[moin-user] ListPages macro doesn't work
Volker Wysk
post at volker-wysk.de
Tue Sep 5 02:03:36 EDT 2017
Thanks for your detailed message!
I've made a little test data. When I do "locale.setlocale(locale.LC_ALL, "")"
and ".sort(cmp=locale.strcoll)" at the beginning of the macro, I get this:
Übb
Aaaa
Bbbb
Ciao
Vbbb
c't
The umlaut is at the beginning, and capital letters come first.
With "locale.setlocale(locale.LC_COLLATE, "de_DE.UTF-8")" and
".sort(cmp=locale.strcoll)", I get:
Aaaa
Bbbb
c't
Übb
Ciao
Vbbb
The "Ü" gets sorted betwenn the two "c"/"C"! It's weird.
Am Montag, 4. September 2017, 12:47:44 CEST schrieb Paul Boddie:
> I'm not sure whether I really understand locales better, but here are a few
> things that might help.

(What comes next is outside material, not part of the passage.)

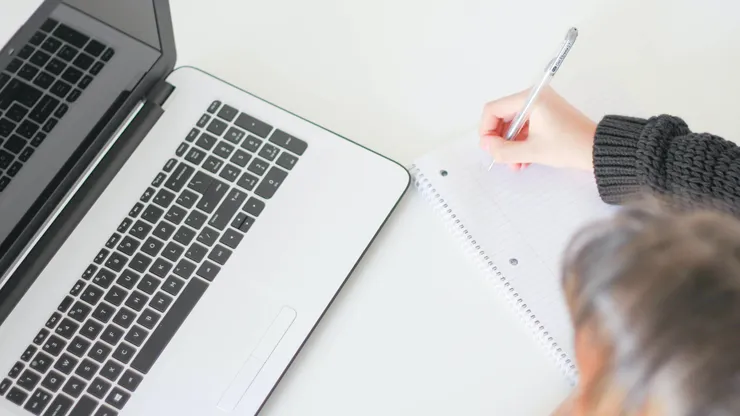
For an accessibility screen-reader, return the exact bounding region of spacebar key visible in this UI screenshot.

Firstly, you can get the default locale as follows:
>
> import locale
> locale.setlocale(locale.LC_ALL, "") # returns the locale string
>
> This has to be done to make the process's locale information available. It
> is possible that something does this already in Moin, but as mentioned
> before, it is questionable that the process's locale is relevant for a user
> of a Web application. Now you can get the locale details more conveniently.
>
> For example, to ask for the collation:
>
> language, charset = locale.getlocale(locale.LC_COLLATE)
>
> I would think that the collation is the most pertinent locale setting when
> it comes to sorting things. So, it might be more interesting to set this
> based on any details about the user provided by Moin. The
> MoinMoin.user.User object has a language attribute that could work in
> principle, but I'm not convinced that this is enough by itself. More on
> that in a moment.
>
> Anyway, you can set the collation as follows:
>
> locale.setlocale(locale.LC_COLLATE, "no_NO") # something I just tested
>
> And you can apply the locale sorting as follows:
>
> names.sort(cmp=locale.strcoll)
That's what I've done:
locale.setlocale(locale.LC_COLLATE, "de_DE.UTF-8")

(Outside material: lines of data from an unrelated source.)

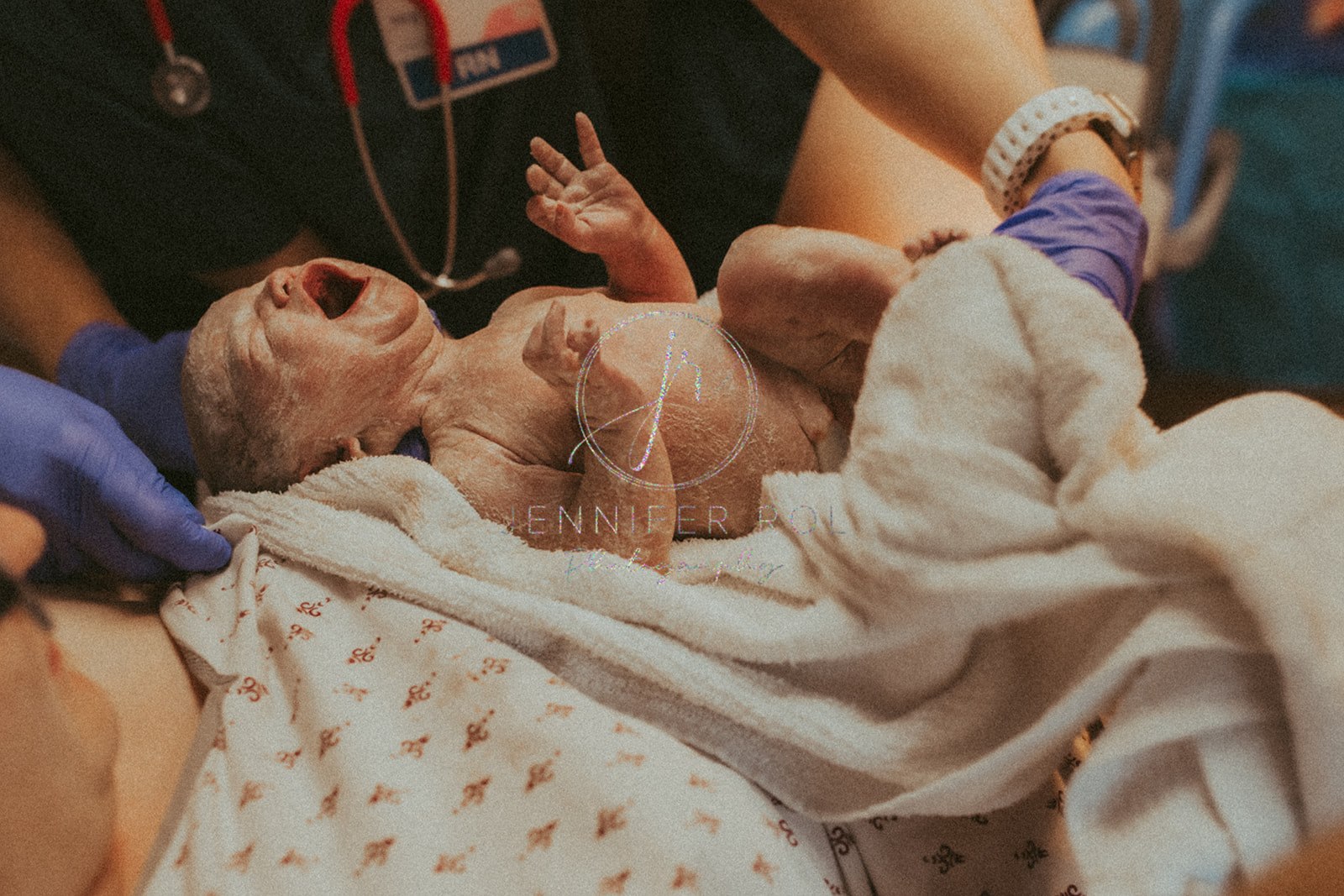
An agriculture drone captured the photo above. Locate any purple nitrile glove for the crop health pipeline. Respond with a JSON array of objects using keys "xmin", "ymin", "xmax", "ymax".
[
  {"xmin": 56, "ymin": 321, "xmax": 197, "ymax": 475},
  {"xmin": 995, "ymin": 170, "xmax": 1147, "ymax": 321},
  {"xmin": 0, "ymin": 367, "xmax": 233, "ymax": 579}
]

The "de_DE.UTF-8" part seems to be necessary.
>
> This will correctly sort a sequence of names where Norwegian letters are
> used. It seems that Unicode will work, too.
>
> Why I don't think the Moin language code is enough is that the locale system
> is rather particular about what you ask it for. However, it seems that you
> can get a proper locale from the Moin language as follows:
>
> language = request.user.language # will probably work given a request
> localename = locale.normalize(language)
>
> For me, this yielded "no_NO.ISO8859-1" from "no".
How would I try this? I don't know (hardly) any python.
> A few problems emerge when using locale support for sorting. Firstly, you
> need to have the necessary locales installed for the functions to work.
System-wide (Not just python)? I have that. (My LANG variable is
"de_DE.UTF-8".)
> Secondly, switching locales affects the entire program, so you have to be
> careful not to cause side-effects, although this is less of a problem in a
> plain CGI environment.
>
> Another thing noted earlier is that locales are language specific, so if
> your list of page names contains both German names and names using
> non-German characters, the sorting of those other characters may not be as
> desired. Libraries like ICU might try and reconcile different collations,
> but it is probably an open-ended problem. Bindings for Python are available
> here:
>
> https://pypi.python.org/pypi/PyICU/
>
> The documentation for the locale functionality is found here:
>
> https://docs.python.org/2.7/library/locale.html
All this seems to be very complicated. I think I'll only do the ordering which
ignores case. It's not that important to me.
However, thany you very much for your time.